The Student Government Association (SGA) announced through an Instagram post on Nov. 2 that it would be working with Seton Hall’s chapter of PERIOD to install free menstrual product dispensers in public bathrooms on campus.
Evelyn Tilelli, a sophomore diplomacy major, said she believes the initiative is a great plan to help students on campus.
“We’ve all been there when we need menstrual products but don’t have them, and it’s so awkward when we have to go around asking other people for what we need,” Tilelli said. “It’ll also help some people if they can’t get out all the way to Walgreens to buy menstrual products, or if they don’t have money to buy any in the first place.”
Anais Boyajian, a sophomore diplomacy major, said this new initiative will help female students feel more at ease during their time of the month. She added that there were times where she helped those who asked her for menstrual products.
“But imagine if I wasn’t there and nobody else had products,” Boyajian said. “Then they’re going to have to do the dreaded toilet paper pad, which is not protective.”
Samia Raza, a freshman art history major, said she believes this initiative will solve the issue of the lack of menstrual products on campus.
“Even in the bookstore, there’s barely anything there when it comes to having real options for menstrual products,” Raza said.
SGA’s Instagram post mentioned that, according to the Free the Tampons Movement, “79% of women have had to make do with toilet paper in emergencies.”
Safa Sheikh, a sophomore political science major, said she appreciated the language used by the SGA Instagram’s post, as it mentioned menstruators rather than strictly female students.
“I like that the post was gender-neutra because I think that’s something that’s usually avoided, especially in regard to menstruation — people assume it only applies to cisgender women,” Sheikh said. “I also think it’s good that they’re placing these dispensers in bathrooms for everyone to see publicly. It will destigmatize menstruation as a ‘dirty’ thing that you need to protect yourself from.”

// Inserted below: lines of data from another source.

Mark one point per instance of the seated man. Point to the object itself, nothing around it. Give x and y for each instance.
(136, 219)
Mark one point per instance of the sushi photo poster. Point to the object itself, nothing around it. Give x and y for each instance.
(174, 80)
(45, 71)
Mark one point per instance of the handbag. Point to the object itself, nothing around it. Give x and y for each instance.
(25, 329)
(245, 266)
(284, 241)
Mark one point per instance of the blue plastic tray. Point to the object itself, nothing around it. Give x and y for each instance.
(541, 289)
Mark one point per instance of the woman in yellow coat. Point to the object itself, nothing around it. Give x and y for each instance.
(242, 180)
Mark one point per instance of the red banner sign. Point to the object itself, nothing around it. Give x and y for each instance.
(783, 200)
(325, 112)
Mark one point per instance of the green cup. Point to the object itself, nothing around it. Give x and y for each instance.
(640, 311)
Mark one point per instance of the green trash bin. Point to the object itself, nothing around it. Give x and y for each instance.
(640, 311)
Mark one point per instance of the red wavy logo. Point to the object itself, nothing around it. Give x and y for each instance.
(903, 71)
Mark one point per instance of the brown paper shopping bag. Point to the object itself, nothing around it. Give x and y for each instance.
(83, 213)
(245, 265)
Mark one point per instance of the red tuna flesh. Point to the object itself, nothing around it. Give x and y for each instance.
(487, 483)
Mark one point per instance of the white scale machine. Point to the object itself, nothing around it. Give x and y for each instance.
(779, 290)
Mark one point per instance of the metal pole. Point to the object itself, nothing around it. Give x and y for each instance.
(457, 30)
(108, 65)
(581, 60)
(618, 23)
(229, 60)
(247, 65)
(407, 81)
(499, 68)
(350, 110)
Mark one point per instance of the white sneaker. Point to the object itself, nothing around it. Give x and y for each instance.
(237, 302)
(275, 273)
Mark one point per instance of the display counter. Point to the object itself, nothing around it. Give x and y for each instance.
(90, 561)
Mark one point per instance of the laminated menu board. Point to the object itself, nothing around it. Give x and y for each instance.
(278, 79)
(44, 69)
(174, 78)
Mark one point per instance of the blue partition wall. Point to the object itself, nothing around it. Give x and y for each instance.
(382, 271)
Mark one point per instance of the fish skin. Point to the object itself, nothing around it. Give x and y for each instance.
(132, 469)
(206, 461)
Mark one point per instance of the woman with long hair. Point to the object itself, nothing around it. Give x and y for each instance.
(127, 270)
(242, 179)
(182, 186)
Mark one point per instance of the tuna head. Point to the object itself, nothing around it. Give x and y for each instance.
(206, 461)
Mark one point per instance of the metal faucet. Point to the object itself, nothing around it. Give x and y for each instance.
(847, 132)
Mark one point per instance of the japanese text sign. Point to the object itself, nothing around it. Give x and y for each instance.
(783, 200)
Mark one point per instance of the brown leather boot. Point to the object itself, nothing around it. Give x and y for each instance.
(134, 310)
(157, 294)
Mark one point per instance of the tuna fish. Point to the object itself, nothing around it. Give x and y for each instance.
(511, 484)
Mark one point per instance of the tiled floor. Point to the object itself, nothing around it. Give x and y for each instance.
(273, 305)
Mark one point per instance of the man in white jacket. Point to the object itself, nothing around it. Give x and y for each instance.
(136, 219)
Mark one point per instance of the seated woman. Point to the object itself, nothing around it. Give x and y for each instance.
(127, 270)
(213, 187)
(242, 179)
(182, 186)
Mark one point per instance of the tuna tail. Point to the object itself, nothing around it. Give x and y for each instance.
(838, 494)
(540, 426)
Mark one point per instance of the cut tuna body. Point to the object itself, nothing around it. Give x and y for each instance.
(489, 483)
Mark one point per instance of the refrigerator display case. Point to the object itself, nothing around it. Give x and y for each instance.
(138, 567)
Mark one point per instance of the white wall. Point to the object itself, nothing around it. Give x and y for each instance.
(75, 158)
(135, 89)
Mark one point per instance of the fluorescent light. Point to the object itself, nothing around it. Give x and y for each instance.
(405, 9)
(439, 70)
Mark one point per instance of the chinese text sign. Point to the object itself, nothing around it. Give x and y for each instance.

According to the SGA’s Instagram post, the dispensers will be free-vend machines that will hold five times the number of products than regular dispensers, and they will be using 100% organic cotton tampons and pads.
The SGA’s Instagram post announced that three dispensers will be installed during the 2021-2022 academic year in the library, gym and the university center. Their long-term plan is to keep expanding so that all common bathrooms will have dispensers, including gender-neutral and dorm communal bathrooms.
“I’m finally going to have access to something that I need because you can get your period any time of the day,” Raza said. “And now, when you go to the bathroom to check, you can just get the products you need right there instead of having to leave to buy them.”